A rise in food and gas costs drove a measure of wholesale prices up sharply in May. But outside those volatile categories, inflation was mild.
The Labor Department said Friday that the producer price index rose 0.5 percent in May from April. That nearly offset a 0.7 percent decline in April from March. Gas prices rose 1.5 percent last month, and food costs increased 0.6 percent.
The index, which measures price changes before they reach the consumer, has increased just 1.7 percent in the 12 months ending in May. That's up from a 0.6 percent year-over-year increase in April, the smallest in 10 months.
Core prices, which exclude the food and energy, rose just 0.1 percent in May. They are up 1.7 percent in the past year, below the Federal Reserve's 2 percent inflation target.
The data "highlight that there really is not much inflationary pressure in the economy," Paul Dales, an economist at Capital Economics, said in a note to clients.
Mild inflation gives the Fed more latitude to continue with its aggressive policies to spur greater economic growth.

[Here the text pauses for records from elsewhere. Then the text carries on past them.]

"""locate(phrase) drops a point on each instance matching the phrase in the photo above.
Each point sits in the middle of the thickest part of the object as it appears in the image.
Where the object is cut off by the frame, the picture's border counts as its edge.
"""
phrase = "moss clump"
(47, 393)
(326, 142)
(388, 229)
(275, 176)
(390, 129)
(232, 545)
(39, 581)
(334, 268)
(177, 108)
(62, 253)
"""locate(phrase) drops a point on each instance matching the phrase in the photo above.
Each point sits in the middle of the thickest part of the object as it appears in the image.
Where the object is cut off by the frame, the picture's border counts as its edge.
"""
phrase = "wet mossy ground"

Aside from sharp swings in gas prices, consumer and wholesale inflation has increased very slowly in the past year. The combination of modest economic growth and high unemployment has kept wages from rising quickly. That's made it harder for retailers and other firms to raise prices.

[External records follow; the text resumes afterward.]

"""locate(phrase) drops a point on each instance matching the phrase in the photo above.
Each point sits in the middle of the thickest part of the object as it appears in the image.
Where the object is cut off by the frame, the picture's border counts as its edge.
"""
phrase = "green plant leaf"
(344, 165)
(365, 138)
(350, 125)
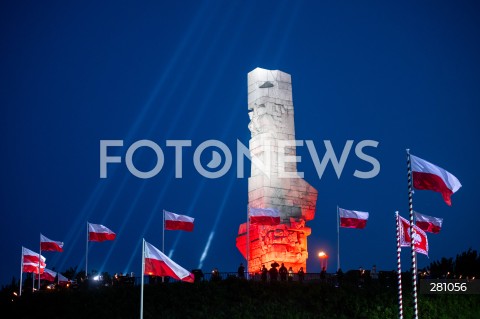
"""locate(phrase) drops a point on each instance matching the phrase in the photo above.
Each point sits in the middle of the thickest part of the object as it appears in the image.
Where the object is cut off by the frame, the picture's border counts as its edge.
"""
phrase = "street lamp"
(323, 260)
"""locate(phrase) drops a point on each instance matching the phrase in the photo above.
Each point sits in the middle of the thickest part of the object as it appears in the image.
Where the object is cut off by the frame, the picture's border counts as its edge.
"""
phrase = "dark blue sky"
(406, 75)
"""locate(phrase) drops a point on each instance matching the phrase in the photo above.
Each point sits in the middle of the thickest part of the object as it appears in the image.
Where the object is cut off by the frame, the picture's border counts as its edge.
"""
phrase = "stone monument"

The Fed has said plans to keep the short-term interest rate it controls at a record low near zero until the unemployment rate falls below 6.5 percent, provided inflation remains under control. The unemployment rate ticked up in May to 7.6 percent.
The Fed is also purchasing $85 billion a month in bonds to keep longer-term interest rates down. That's intended to encourage more borrowing and spending, which drives economic growth. The Fed says it will continue to buy bonds until the job market improves substantially.
Employers are adding jobs at a steady pace and consumers are spending more, despite an increase in Social Security taxes at the beginning of the year. That's fueled intense speculation that the Fed may soon start reducing the pace of its monthly bond purchases.
Many economists expect they will do so by the end of the year, particularly if hiring stays healthy. But tame inflation means they face less pressure to taper their purchases. If prices were rising more quickly, the Fed could be forced to end its bond-buying program and raise interest rates.